Saturday, March 19, 2011

Pita Bread Recipe

It's been a heavy few weeks, and I've somewhat taken a break from posting any form of recipes. It's a sign of things returning to some sense of normalcy that I'll post a recipe for Pita Bread. I was nervous to try this; I know baking bread for the first time can end up a disaster, but it turned out really well!!

Let me say first, my oven doesn't retain heat too well, so is not ideal for baking bread. I ended up having to cook the pita about 5 minutes longer than the recipe called for :p.


Ingredients: 

3 cups Bread Flour 
1 1/2 Tablespoons Sugar
1 1/2 Teaspoons Salt
1 1/2 Tablespoons Active Dry Yeast (or 2 packages)
2 Tablespoons of Butter - Melted
1 1/4 Cups Water - MAKE SURE this water is room temperature!!

Preparations:

  1. Combine in a large bowl the Flour, Sugar, Salt, and Yeast. Mix together.
  2. Add the Butter and Water. I did this in partitions to make sure I had the right consistency (as I've had disastrous results with dough before lol...that could have been used as superglue or cement...).
  3. Mix by hand or on low speed in a mixer for about 10 minutes.
  4. Knead for 10 minutes until dough is smooth, soft, and elastic. If needed, add little bits of flour/water to obtain necessary consistency. It should not be sticky!!
  5. Transfer dough to a bowl with oil around the inside, rotate dough to cover the surface with the oil.
  6. Cover the bowl with cling film and let the dough rise for 1 hr to 1 1/2 hrs. The dough should double in size.
  7. Preheat your oven to 450 degrees Fahrenheit, 232 degrees Celsius. Let your oven heat up fully, if you put the dough in before it's hot...your bread won't cook properly!
  8. Place a Pizza or Baking stone inside your oven while it's pre-heating. (**I did not have a pizza stone...so I used a regular baking tray turned upside down - just don't let it sit in the oven while it's pre-heating!!**)

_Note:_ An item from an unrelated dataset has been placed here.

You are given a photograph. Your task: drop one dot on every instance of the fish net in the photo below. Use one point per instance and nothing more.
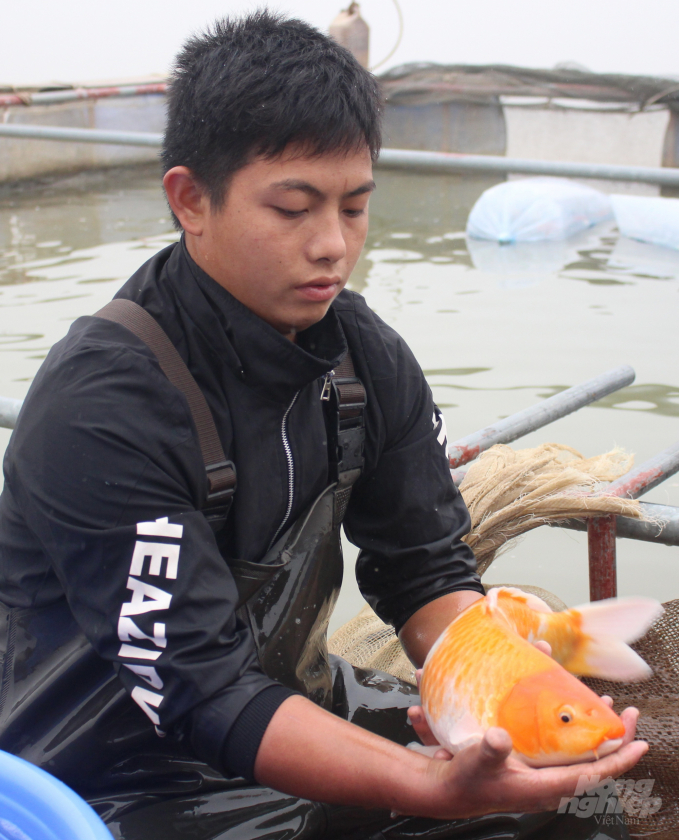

While your oven is preheating: 
  1. Take your dough, and punch it down. Split into 8 equal pieces, and roll into balls.
  2. Cover the dough and let rest for an additional 20 minutes. 


When ready to bake: 
  1. On a lightly floured surface roll your dough balls out into "thin rounds." They should be about 20 cm around, and 2 cm thick (roughly).
  2. The recipe here called to mist your baking tray with water, and add the dough rounds - as many as will fit on your tray without touching. My first use with water ended up with the bread sticking to the base and ruined it. For the next round I lightly buttered the base to avoid sticking. Oil will also work well if your baking pan will cause the bread to stick!

  3. Bake until the bread puffs up. The recipe called for about 3 minutes, but like I said I had to cook a little longer b/c of my oven.
    Bake away!
  4. Remove bread promptly, and transfer to rack to cool. 


Enjoy! :)  

Dinner! Fresh Bread, Fresh Salad, and Chicken with an Alfredo Dill Sauce. Yummy!